Desta vez, os tais ditos senadores foram Manuela Ferreira Leite e Francisco Balsemão, ambos do PSD, António Barreto e Manuel Sobrinho Simões, já muito próximos deste partido, e António Vitorino, que se move em torno de uma visão já liberal da organização da sociedade. Eu diria assim: se Vitorino fosse socialista, eu seria comunista. E todos estes cinco ditos senadores moderados por Ana Lourenço, que só agora dá mostras de grande comiseração em face do que ali ia escutando. Como se alguém com um mínimo de conhecimentos e de argúcia não tivesse compreendido, e desde sempre, que era esta a grande finalidade dos partidos da atual coligação governativa!
Ora, a dado passo, invocando a necessidade de se não imporem tabus, António Barreto questionou esta possibilidade: e se os fumadores não tivessem direito a cuidados de saúde gratuitos? Mas disse ainda mais: chegadas as pessoas aos setenta anos, ou se tinha dinheiro para pagar esses cuidados, ou a vida seguiria o seu rumo!!
Com toda a sinceridade, eu de Barreto de há décadas que espero tudo e, como já escrevi, por exemplo, sobre Alberto Costa, nunca o escolheria, nas primeiras mil escolhas, para ministro de um Governo por mim liderado. Nem a Barreto, nem a Henrique Medina Carreira, porque só iria buscar indeterminação, dúvidas constantes, e queixas de mil e um, insatisfeitos com as suas intervenções políticas. Foi sempre assim.
Mas de Manuela Ferreira Leite, em boa verdade, não esperava que apoiasse a ideia de que, chegado aos setenta, se não se tiver dinheiro para pagar, pois, paciência! Nem eu imaginava nem, aparentemente, a moderadora, que qualificou tal metodologia de abominável. Manuela era a líder do PSD que um dia disse que, consigo à frente do Governo, ninguém deixaria de estudar por não ter dinheiro…

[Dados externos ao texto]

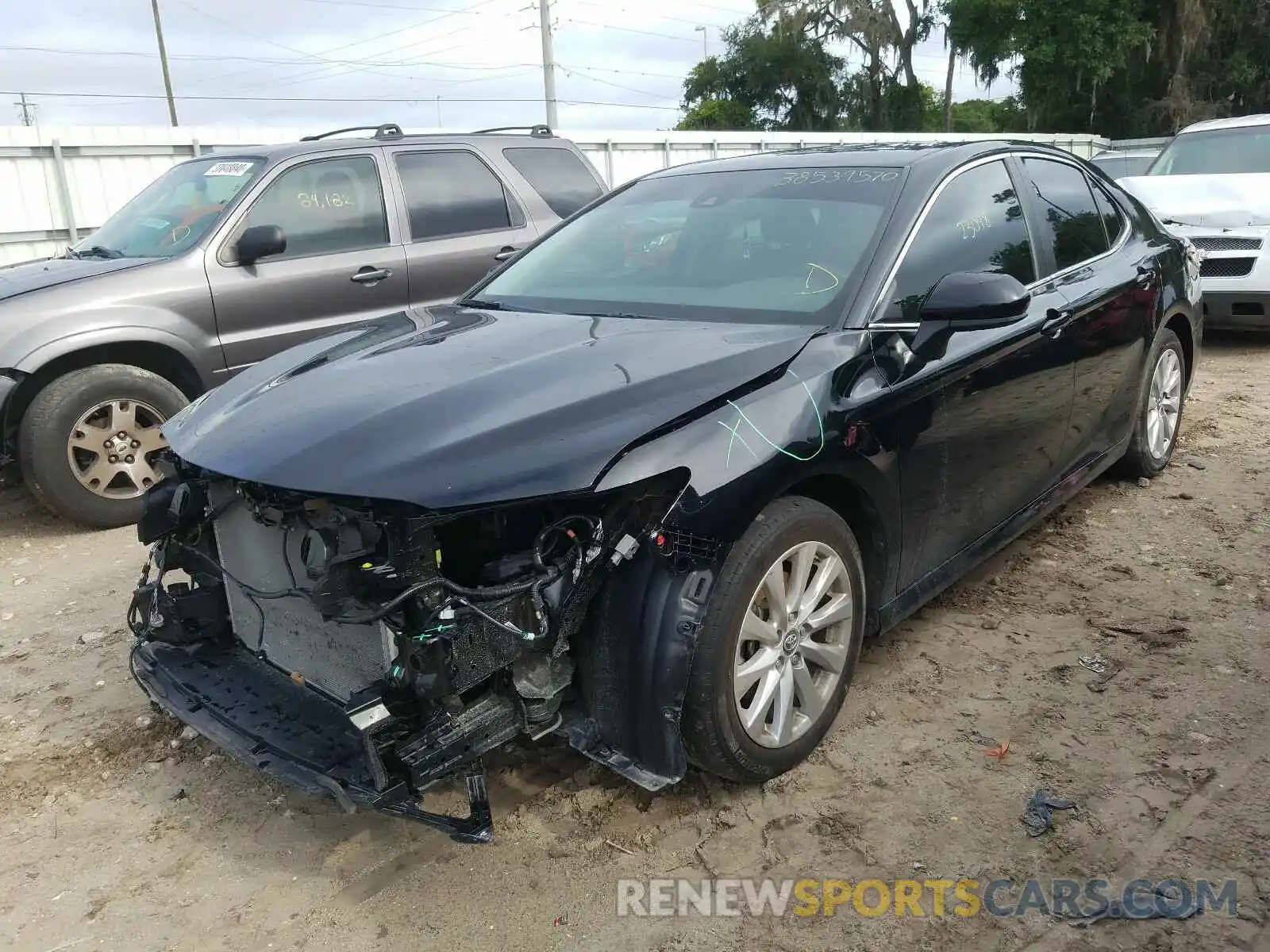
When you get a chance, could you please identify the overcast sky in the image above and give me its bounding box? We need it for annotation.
[0,0,1011,131]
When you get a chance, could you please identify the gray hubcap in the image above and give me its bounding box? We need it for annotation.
[1147,351,1183,459]
[66,400,167,499]
[732,542,855,747]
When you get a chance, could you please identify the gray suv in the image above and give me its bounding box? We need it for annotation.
[0,125,606,527]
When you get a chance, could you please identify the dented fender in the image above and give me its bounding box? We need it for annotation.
[570,332,900,789]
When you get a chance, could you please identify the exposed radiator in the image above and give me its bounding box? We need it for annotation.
[212,487,395,701]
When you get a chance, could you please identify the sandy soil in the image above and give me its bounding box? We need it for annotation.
[0,339,1270,952]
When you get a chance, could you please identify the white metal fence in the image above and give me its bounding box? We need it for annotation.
[0,125,1109,264]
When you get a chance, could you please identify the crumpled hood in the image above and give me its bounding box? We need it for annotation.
[1119,173,1270,228]
[164,307,817,509]
[0,258,159,301]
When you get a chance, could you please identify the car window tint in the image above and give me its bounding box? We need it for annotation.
[239,155,389,260]
[396,152,512,241]
[503,148,603,218]
[1094,186,1124,248]
[1024,159,1109,277]
[884,161,1037,322]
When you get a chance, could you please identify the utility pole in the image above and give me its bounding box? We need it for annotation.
[14,93,36,125]
[150,0,179,127]
[538,0,560,129]
[944,43,956,132]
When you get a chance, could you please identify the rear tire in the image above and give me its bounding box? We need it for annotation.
[682,497,865,783]
[1120,328,1187,480]
[17,364,188,528]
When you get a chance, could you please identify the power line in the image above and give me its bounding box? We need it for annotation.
[565,17,697,43]
[0,46,683,83]
[200,0,508,83]
[568,0,741,30]
[288,0,495,14]
[560,63,678,102]
[0,93,678,112]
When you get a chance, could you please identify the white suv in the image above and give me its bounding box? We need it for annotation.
[1120,114,1270,330]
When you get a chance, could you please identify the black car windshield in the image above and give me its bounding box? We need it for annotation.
[1090,152,1156,179]
[474,165,900,324]
[68,159,264,258]
[1147,125,1270,175]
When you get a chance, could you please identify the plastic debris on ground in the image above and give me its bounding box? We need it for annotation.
[1080,655,1107,674]
[1018,789,1076,836]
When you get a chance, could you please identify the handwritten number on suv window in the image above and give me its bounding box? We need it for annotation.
[296,192,353,208]
[956,214,992,241]
[776,169,899,186]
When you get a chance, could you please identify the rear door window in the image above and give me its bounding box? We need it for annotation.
[883,160,1037,322]
[396,151,521,241]
[503,146,603,218]
[1024,159,1110,278]
[1094,186,1124,246]
[229,155,389,262]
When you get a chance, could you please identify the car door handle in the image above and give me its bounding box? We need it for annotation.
[1040,307,1072,338]
[349,265,392,284]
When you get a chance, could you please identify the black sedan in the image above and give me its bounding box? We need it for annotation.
[129,142,1202,840]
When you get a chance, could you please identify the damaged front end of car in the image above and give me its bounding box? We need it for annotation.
[129,457,722,843]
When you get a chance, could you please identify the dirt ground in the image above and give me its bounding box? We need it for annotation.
[0,339,1270,952]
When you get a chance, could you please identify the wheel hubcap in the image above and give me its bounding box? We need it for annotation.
[66,400,167,499]
[1147,351,1183,459]
[732,542,855,747]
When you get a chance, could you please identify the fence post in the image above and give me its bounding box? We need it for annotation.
[53,138,79,245]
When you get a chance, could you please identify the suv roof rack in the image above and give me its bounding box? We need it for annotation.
[472,123,554,138]
[300,122,405,142]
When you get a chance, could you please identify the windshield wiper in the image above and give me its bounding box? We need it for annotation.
[66,245,123,258]
[455,297,546,313]
[455,297,512,311]
[569,311,663,321]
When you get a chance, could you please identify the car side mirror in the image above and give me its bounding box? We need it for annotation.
[237,225,287,264]
[912,271,1031,359]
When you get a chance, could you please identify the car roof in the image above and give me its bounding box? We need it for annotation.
[1177,113,1270,136]
[199,132,572,163]
[644,138,1092,179]
[1090,148,1160,163]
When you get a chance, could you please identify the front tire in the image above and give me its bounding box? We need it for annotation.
[683,497,865,783]
[1120,328,1186,478]
[17,364,188,528]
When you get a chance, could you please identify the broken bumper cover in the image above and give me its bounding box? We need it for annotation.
[129,643,493,843]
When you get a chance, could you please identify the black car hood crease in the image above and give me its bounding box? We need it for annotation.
[0,258,155,301]
[164,307,818,509]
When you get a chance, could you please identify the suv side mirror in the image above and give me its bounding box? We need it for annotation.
[237,225,287,264]
[912,271,1031,359]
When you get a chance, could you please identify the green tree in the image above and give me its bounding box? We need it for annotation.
[758,0,938,129]
[677,17,846,131]
[945,0,1270,138]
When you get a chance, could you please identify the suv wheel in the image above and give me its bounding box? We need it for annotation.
[682,497,865,783]
[17,364,188,528]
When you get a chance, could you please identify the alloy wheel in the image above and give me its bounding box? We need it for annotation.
[732,542,855,747]
[1147,349,1183,459]
[66,400,167,499]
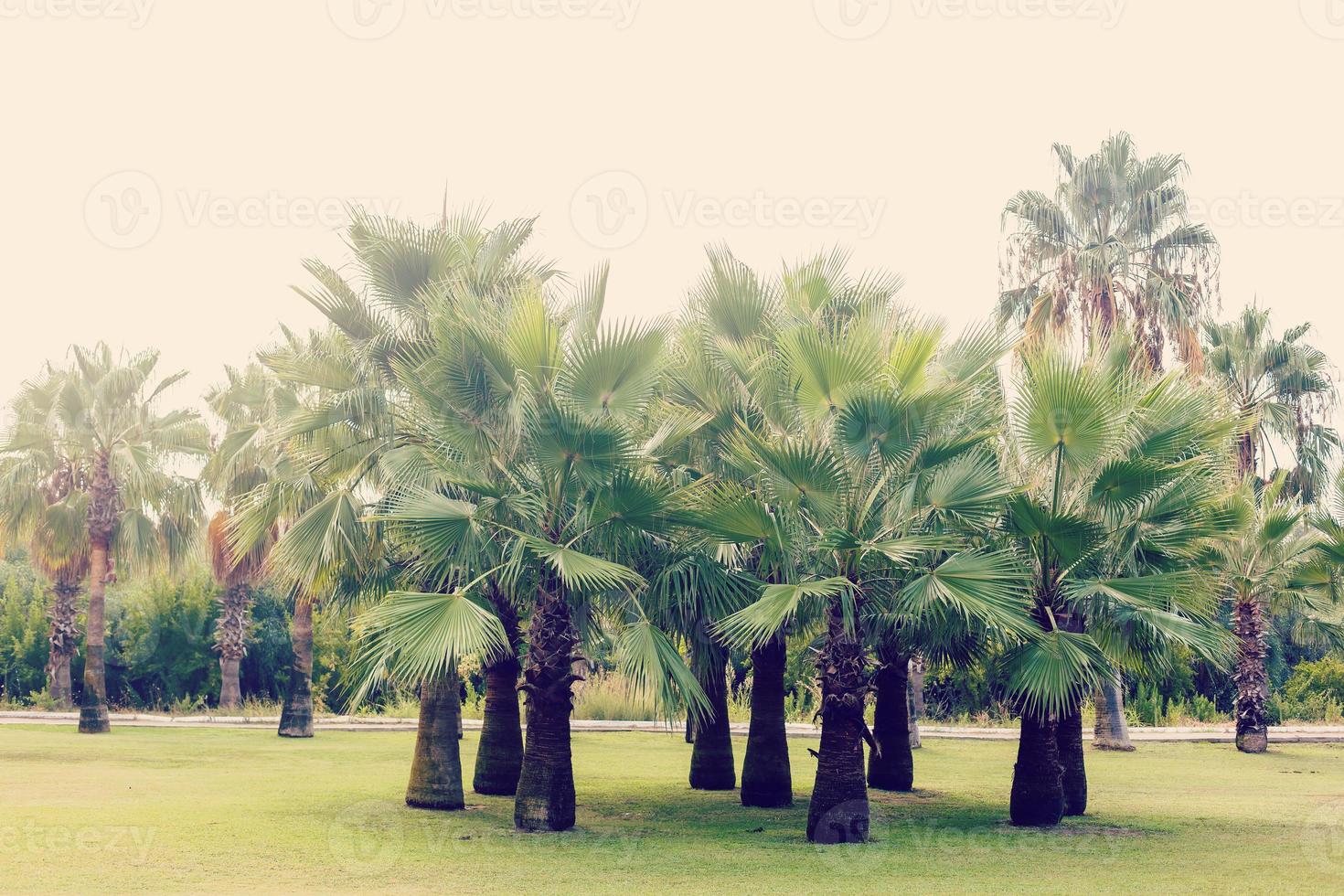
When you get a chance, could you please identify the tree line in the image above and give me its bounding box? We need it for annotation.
[0,134,1344,842]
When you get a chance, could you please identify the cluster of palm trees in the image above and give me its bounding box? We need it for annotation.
[0,135,1344,842]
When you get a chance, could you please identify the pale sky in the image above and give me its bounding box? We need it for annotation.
[0,0,1344,413]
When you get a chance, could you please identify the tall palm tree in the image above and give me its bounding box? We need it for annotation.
[0,364,89,709]
[271,208,556,779]
[1004,338,1233,825]
[227,332,384,738]
[720,254,1018,844]
[2,343,207,733]
[1204,305,1339,491]
[362,276,706,830]
[1206,473,1344,752]
[202,364,295,708]
[664,247,801,807]
[998,132,1218,369]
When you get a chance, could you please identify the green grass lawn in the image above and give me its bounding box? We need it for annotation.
[0,725,1344,893]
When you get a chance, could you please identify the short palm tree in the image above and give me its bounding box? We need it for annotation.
[998,132,1218,369]
[1206,473,1344,752]
[1204,305,1339,491]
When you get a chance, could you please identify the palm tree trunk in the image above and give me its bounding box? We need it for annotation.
[406,673,466,810]
[514,584,582,830]
[215,583,251,709]
[910,653,924,762]
[1055,705,1087,816]
[47,573,80,709]
[472,656,523,796]
[1232,596,1269,752]
[807,593,869,844]
[741,634,793,808]
[869,653,915,791]
[1008,712,1064,827]
[1236,432,1255,480]
[278,599,314,738]
[1093,673,1135,751]
[80,541,112,735]
[691,644,738,790]
[472,583,523,796]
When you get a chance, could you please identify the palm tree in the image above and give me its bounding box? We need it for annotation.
[1006,340,1232,825]
[0,366,89,709]
[1206,473,1344,752]
[660,247,800,807]
[365,284,706,830]
[2,343,207,733]
[220,332,383,738]
[1204,305,1340,491]
[202,364,294,709]
[271,205,556,779]
[720,254,1016,844]
[998,132,1218,369]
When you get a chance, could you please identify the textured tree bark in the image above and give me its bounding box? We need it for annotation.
[215,583,251,709]
[1009,712,1064,827]
[1055,707,1087,816]
[869,655,915,791]
[1232,596,1269,752]
[278,601,314,738]
[80,452,121,735]
[472,583,523,796]
[910,653,924,750]
[80,541,112,735]
[47,582,80,709]
[807,593,869,844]
[472,656,523,796]
[514,584,582,830]
[1093,675,1135,751]
[741,634,793,808]
[406,675,466,810]
[691,644,738,790]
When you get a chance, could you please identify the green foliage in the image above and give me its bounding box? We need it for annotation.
[0,559,48,702]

Num ápice, Francisco Balsemão secundou Manuela Ferreira Leite e Barreto, dizendo que é essencial tratar este tema e quanto mais rapidamente melhor. Ao mesmo tempo, Manuel Sobrinho Simões ainda tentou dar uma explicação técnica para se sair do imbróglio ali suscitado – são vários, na Europa, os países que não têm este dito imbróglio…–, sugerindo uma aposta forte nos cuidados primários de saúde, mas a verdade é que terá ficado a falar para ninguém. Por fim, António Vitorino. Bom, disse simplesmente nada. E isto depois de ouvir ali Barreto tecer críticas às críticas do PS a este Governo! E nem se terá dado ali conta do olhar superior de Manuel Ferreira Leite, perante o que ele dizia, como se fosse algo sem nexo! Será que António Vitorino e o seu partido não conseguem enxergar que o programa se destina a propagandear a política neoliberal deste Governo?!
Ficam-me agora estas dúvidas: que irá dizer sobre o que ali foi sugerido – no fundo, a recusa do dever de auxílio a quem correr risco de morte, desde que tenha idade avançada e não tenha meios para pagar – a Ordem dos Médicos? E a Igreja Católica? Será que ficará insensível perante o que é, de facto, uma prática de eutanásia, mas por abandono? Sobretudo neste segundo caso, nada me custa acreditar que o que sobrevirá, do lado da Igreja Católica, seja o silêncio. Uma vergonha, de há muito por mim prevista e num domínio sobre que chamei já a atenção de alguns dos nossos bispos, e por escrito. Uma vergonha!! E dos PS? E do Presidente Cavaco Silva? Não tem uma palavrinha sobre um tal tema abominável?